Rüyalarımız bile medeniyetimizin havzasının boşalmasıyla ilgili; bir Müslüman rüyasında Buda’yı değil ama Peygamber’imizi görür. Hayallerimiz de kültür ve medeniyetimizle doğru orantılı olarak büyür.
Dilin bütün incelikleri ve büyüsü şiirde yansır; çünkü şiir bir ince sanattır. Büyü, bağlı bulunulan medeniyetin anlam taşmasıdır. Bu nedenle bir başka dile, aynı taşmayla tercüme edilmesi mümkün değildir.
Şair, kelimeleri toprak yerine gönüllere eker; o bir gönül işçisidir. Mevsim bahar olunca bu kelimeler çiçek verir ve bahçe adeta alevlenir. Bu bahçenin kokusu ve görüntüsüyle büyüyenler bir millet oluşturur. İslam bahçemiz yıllar yılıdır tarumar olduğundan mis kokulara hasret kalmışız ve göz zevkimizle birlikte gönül zevkimizi yani sanat tutkunluğumuzu da kaybetmişiz.
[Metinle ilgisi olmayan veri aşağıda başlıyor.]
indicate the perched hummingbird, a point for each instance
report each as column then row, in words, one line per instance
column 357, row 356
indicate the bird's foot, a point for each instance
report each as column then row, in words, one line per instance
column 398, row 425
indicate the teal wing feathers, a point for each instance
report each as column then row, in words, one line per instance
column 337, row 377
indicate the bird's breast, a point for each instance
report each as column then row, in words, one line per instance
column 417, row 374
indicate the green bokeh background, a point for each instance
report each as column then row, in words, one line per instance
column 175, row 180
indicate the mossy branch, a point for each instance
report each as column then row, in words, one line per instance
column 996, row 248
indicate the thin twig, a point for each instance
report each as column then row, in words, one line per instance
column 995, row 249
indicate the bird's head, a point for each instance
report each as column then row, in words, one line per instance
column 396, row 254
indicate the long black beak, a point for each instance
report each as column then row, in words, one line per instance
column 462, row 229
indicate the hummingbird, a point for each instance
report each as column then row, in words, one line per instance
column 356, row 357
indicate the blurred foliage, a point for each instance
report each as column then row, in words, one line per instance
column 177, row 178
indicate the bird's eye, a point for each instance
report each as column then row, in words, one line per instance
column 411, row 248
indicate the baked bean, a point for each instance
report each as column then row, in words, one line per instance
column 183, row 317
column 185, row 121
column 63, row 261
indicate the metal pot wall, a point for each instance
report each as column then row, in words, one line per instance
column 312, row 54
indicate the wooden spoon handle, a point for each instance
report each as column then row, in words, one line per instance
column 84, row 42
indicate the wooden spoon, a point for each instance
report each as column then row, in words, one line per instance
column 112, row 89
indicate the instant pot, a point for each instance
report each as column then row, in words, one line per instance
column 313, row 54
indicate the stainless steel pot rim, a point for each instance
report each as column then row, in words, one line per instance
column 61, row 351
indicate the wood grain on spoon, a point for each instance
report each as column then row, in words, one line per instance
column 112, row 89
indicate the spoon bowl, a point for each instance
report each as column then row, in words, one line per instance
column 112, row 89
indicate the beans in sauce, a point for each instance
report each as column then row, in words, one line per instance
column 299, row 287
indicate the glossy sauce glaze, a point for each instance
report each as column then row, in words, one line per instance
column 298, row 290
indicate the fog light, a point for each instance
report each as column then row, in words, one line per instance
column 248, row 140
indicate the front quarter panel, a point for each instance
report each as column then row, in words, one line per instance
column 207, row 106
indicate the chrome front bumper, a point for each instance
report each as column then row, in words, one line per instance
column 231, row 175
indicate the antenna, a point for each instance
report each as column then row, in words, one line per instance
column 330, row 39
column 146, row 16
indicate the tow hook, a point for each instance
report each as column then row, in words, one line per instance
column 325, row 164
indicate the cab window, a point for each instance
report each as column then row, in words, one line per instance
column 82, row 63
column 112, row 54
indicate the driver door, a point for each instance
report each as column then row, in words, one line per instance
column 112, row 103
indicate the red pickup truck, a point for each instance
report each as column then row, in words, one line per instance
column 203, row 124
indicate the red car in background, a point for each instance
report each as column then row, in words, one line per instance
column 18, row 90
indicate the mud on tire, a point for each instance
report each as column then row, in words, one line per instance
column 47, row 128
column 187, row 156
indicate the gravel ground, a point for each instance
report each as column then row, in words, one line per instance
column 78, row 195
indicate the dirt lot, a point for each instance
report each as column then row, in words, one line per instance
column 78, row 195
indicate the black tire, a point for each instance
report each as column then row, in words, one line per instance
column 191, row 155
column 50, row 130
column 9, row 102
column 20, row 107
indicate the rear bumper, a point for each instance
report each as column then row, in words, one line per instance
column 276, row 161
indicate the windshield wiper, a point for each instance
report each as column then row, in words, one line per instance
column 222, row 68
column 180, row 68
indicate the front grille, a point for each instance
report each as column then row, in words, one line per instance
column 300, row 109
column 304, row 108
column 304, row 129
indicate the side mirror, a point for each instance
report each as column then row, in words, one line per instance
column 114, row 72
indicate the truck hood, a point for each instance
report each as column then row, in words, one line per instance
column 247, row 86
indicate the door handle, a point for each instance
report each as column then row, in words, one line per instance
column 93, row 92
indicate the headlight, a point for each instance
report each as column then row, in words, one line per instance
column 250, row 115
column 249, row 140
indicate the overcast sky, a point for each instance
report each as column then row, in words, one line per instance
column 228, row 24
Dünyada yaşayan insanlara ruhumuzu yontup güzelliğimizi gösterene kadar da boynu büküklüğümüz ve şaşkınlığımız devam edecektir. Bütün İstanbul’u kaynatsanız, bir Süleymaniye’nin; bir Sultanahmet’in, Selimiye’nin… ruhunu diriltmek bir yana, onları yaralamaktan başka bir şey yapmış olmazsınız. Bu kadar kendinden uzaklaşan, adeta kendi kendine düşman kesilen bir toplumun “paralel” değil, yamuk yapıları hiç eksik olmaz.